Leigh Page | |
---|---|
Born | October 13, 1884 New Jersey, USA |
Died | September 14, 1952 New Haven, Connecticut, USA |
(aged 67)
Nationality | United States |
Fields | Physicist |
Institutions | Yale University |
Alma mater | Yale University |
Doctoral advisor | Henry Andrews Bumstead[1] |
Doctoral students | John Stuart Foster |
Known for | Conformal Invariance |
Leigh Page (October 13, 1884, New Jersey – September 14, 1952, New Haven, Connecticut) developed the theory of conformal invariance originally suggested by Harry Bateman. Chairman of Mathematical Physics at the Sloane Physics Laboratory of Yale University for over three decades, he is the namesake of Yale’s prestigious Leigh Page Prize Lectures.[2]
Contents |
Leigh Page was born October 13, 1884 in South Orange, New Jersey[3] to Edward Day Page & Nina Lee. He came to the Sheffield Scientific School “Sheff” at Yale in 1909 as an assistant professor in drawing and graduate student under Henry Andrews Bumstead.[1] He switched to physics in 1912, was appointed assistant professor of physics in 1916, and professor of mathematical physics in 1922, where he remained until his death in 1952. Devoting most of his time to teaching, Page conducted research and wrote several textbooks,[4][5][6][7] which appeared in various editions, often with the assistance of colleague Norman I. Adams, Jr. In 1967 Yale University sponsored the first of his namesake Leigh Page Prize Lectures, an honor since bestowed on several Nobel laureates and other notable physicists.

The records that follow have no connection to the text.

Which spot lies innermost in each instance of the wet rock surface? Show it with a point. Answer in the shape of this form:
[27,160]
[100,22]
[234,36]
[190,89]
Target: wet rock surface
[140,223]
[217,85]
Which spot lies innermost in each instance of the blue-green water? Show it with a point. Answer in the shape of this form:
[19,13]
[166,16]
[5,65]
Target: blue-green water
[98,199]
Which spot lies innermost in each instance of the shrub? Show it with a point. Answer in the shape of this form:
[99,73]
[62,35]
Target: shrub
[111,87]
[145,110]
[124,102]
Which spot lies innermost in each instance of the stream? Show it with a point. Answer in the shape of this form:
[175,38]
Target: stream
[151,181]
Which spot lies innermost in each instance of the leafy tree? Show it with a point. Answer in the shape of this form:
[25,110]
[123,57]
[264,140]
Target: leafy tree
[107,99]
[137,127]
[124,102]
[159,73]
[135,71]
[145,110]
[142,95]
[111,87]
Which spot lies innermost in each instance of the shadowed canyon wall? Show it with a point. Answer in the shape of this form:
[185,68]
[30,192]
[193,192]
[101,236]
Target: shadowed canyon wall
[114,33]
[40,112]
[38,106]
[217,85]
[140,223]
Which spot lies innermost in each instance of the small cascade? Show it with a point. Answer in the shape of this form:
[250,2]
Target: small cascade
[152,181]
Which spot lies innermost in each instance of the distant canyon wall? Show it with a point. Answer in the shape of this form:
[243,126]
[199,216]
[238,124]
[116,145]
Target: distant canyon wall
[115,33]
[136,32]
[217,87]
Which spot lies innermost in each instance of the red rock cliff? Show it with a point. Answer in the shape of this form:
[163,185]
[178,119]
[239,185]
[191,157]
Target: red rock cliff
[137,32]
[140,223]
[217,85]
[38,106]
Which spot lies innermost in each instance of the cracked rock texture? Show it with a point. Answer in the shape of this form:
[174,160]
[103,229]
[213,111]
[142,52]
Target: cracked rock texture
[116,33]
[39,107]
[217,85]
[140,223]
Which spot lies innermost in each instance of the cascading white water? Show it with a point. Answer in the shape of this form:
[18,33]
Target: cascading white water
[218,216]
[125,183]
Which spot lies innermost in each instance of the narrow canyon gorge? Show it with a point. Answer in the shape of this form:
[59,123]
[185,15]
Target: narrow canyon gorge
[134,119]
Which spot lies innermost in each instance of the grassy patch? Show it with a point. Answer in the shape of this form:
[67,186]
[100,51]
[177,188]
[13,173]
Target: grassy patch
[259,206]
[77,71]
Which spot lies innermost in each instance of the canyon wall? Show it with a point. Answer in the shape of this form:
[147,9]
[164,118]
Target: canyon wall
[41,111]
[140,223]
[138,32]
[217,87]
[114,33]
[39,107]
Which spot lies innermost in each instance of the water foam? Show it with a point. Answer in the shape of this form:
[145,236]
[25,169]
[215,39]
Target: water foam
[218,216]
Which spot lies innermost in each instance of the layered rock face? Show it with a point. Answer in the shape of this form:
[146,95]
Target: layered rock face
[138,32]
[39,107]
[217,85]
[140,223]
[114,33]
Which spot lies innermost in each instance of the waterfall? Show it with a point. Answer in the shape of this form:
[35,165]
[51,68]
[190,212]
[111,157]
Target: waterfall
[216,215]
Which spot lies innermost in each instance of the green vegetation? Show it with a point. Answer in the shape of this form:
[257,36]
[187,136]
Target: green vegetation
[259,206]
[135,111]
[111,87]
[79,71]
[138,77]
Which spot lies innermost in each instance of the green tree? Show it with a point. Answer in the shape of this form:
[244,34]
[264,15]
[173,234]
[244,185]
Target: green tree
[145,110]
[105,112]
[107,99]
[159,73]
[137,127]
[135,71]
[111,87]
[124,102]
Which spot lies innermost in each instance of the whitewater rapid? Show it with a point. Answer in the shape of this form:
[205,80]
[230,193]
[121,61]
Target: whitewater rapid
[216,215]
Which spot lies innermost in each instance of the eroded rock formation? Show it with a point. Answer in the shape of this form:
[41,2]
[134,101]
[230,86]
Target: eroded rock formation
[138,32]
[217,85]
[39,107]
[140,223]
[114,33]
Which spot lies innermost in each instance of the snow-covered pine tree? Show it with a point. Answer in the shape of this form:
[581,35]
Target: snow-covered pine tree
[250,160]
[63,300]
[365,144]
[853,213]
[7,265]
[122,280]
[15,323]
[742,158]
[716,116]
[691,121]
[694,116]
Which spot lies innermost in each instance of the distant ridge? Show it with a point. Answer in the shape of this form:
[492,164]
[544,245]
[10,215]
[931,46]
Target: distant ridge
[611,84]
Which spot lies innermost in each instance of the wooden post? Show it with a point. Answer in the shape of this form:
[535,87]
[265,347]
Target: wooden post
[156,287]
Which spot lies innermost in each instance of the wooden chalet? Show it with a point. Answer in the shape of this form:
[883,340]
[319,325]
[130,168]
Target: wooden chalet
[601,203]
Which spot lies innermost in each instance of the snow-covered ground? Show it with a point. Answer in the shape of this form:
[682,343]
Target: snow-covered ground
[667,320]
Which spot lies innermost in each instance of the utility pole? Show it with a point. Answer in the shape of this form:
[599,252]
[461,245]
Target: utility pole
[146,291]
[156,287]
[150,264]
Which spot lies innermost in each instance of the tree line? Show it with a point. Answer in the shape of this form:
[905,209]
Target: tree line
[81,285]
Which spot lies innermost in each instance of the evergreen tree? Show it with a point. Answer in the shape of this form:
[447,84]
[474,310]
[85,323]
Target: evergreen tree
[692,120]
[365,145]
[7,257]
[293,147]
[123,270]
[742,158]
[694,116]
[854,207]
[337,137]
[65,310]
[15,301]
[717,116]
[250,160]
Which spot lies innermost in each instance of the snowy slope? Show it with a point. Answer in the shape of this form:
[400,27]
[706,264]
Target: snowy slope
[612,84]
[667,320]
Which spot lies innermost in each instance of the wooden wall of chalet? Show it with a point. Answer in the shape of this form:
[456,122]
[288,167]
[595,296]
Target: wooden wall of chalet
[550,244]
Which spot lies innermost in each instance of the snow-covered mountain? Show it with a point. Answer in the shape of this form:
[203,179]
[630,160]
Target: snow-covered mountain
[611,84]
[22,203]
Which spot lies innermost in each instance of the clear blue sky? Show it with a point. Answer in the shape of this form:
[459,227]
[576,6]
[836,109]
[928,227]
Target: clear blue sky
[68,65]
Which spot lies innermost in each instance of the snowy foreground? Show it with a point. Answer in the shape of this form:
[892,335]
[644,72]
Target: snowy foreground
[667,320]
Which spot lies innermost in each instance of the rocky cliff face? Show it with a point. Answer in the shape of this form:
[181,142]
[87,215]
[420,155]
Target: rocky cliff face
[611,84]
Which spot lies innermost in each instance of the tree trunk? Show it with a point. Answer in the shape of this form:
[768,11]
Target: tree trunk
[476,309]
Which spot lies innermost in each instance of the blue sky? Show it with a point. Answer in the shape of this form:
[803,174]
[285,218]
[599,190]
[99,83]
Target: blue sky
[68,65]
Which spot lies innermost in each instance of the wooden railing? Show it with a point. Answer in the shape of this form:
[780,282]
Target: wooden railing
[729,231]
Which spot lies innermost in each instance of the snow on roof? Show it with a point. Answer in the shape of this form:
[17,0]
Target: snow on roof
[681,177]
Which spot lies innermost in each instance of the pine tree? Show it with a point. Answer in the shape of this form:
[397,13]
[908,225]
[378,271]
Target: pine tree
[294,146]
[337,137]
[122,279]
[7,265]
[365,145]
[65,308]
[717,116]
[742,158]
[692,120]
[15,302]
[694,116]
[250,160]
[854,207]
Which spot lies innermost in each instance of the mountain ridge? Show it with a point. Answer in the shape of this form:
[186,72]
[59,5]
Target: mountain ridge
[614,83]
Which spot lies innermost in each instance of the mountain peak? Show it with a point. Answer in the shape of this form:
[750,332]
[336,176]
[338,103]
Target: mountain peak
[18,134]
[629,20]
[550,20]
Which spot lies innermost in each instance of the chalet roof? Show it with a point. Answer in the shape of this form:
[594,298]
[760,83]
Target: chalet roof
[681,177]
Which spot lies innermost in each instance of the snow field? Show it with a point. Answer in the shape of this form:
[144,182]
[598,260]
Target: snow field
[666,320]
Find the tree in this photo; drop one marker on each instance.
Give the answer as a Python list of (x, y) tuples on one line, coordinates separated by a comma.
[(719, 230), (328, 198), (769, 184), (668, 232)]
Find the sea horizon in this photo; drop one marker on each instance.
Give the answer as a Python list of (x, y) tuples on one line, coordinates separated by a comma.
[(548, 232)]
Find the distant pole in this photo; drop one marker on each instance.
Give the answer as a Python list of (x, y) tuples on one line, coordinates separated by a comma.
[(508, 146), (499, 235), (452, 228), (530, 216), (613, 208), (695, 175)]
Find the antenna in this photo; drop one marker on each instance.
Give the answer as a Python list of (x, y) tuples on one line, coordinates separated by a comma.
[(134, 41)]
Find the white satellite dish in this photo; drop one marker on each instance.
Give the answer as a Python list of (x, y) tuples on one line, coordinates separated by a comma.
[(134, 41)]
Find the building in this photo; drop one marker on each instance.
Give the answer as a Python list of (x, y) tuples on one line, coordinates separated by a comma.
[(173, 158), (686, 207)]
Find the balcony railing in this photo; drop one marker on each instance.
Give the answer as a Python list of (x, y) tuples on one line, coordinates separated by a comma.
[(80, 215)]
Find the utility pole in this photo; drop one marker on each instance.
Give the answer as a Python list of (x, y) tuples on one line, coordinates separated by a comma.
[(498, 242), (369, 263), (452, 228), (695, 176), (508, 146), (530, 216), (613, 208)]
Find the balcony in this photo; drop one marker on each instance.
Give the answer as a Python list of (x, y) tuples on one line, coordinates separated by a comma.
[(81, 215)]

Page derived a complete electromagnetic theory, including Maxwell's equations, from only Coulomb's law and the Lorentz transformation.[8] His “emission theory” successfully explained blackbody radiation and other phenomena in electrodynamic terms,[9][10][11] but was eventually abandoned in favor of later theories of quantum mechanics.
Along with Norman I. Adams, Page established the relation between the “conformal transformation” and a constant relative acceleration.[12][13] This theory, known as “conformal relativity”, “conformal invariance”, or “conformal field theory”, is applied today as an invariance of gauge field theories for both electromagnetic and strong interactions. The symmetry of “conformal invariance” provides a valid approximation at very high energies or short distances when particle masses can safely be ignored.